Queen consort of the Franks
- Tenure: 770 – 771
- Born: c. 754 Pavia
- Died: c. 776
- Spouse: Charlemagne
- Father: Desiderius, King of the Lombards
- Mother: Ansa

= Desiderata of the Lombards =

Queen of the Franks from 770 to 771

Desiderata (fl. 771) was a queen consort of the Franks. She was one of four daughters of Desiderius, King of the Lombards, and his wife Ansa, Queen of the Lombards. Desiderata was married to Charlemagne in 770 in effort to create a bond between Francia and the Kingdom of the Lombards. The marriage also sought to isolate Charlemagne's brother Carloman I, who ruled over the central territories of Francia. It lasted just one year, and there are no known children.
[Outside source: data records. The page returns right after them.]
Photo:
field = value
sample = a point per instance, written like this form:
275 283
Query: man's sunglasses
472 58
== Marriage to Charlemagne ==
Desiderata was the first (or possibly second) wife of Charlemagne. (There are questions about the nature of Charlemagne's relationship to Himiltrude, who may have been his first wife.) Carolingian historian Janet Nelson writes that the alliance between the Franks and Lombards arising out of the marriage to Desiderata was directed against Charlemagne's brother Carloman, whose territory it encircled. The marriage was opposed by Pope Stephen III, who in the summer of 770 wrote to Charlemagne and Carloman bemoaning the union between "the most notable race of the Franks and that fetid brood of the Lombard's that had brought leprosy into the land." There is no mention of this marriage in the Royal Frankish Annals or their revised version. However, it is mentioned briefly in chapter 18 of Einhard's Life of Charlemagne, which records that "at the urging of his mother, [Charlemagne] married a daughter of Desiderius."
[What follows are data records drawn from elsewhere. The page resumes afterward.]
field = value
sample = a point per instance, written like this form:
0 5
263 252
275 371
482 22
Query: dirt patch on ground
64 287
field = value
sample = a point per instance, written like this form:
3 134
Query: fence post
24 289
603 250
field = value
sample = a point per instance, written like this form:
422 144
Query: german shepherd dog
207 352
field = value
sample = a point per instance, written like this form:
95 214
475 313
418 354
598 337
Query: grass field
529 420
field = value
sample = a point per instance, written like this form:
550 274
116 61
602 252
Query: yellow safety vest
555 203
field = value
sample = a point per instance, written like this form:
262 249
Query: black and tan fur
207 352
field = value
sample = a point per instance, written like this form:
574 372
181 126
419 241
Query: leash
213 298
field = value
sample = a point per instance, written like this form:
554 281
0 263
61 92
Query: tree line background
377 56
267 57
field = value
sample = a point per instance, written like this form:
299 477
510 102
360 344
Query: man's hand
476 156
== Debate surrounding her name ==
Although she is commonly referred to by the name Desiderata there is some debate surrounding her name. One school of thought is that the name derives from an editorial error in a 19th-century copy of the Monumenta Germaniae Historica which capitalized the 'D' in desideratam filiam (Latin for 'desired daughter'). Janet Nelson argues that it is far more likely that Desiderata's name is actually 'Gerperga.' Nelson provides multiple reasons as to why this is the case, firstly, the name fits in with the names of Desiderius' other daughters, all of which end in the suffix 'perga.' Secondly, Carloman's wife was called Gerberga, and this, Nelson believes, explains why when Gerberga fled to Desiderius after Carloman's death, the Annals of Lobbes believed that she was fleeing to her father, due to confusion over the similarities of their names. Additionally, in Pope Stephen III's letter to Charlemagne and Carloman, he is not sure of which brother is marrying Gerperga, Nelson argues that this confusion is also caused by the similarity in the names of Desiderius' daughter and Carloman's wife.
The Italian writer Alessandro Manzoni in his tragedy Adelchi gave her the name Ermengarda.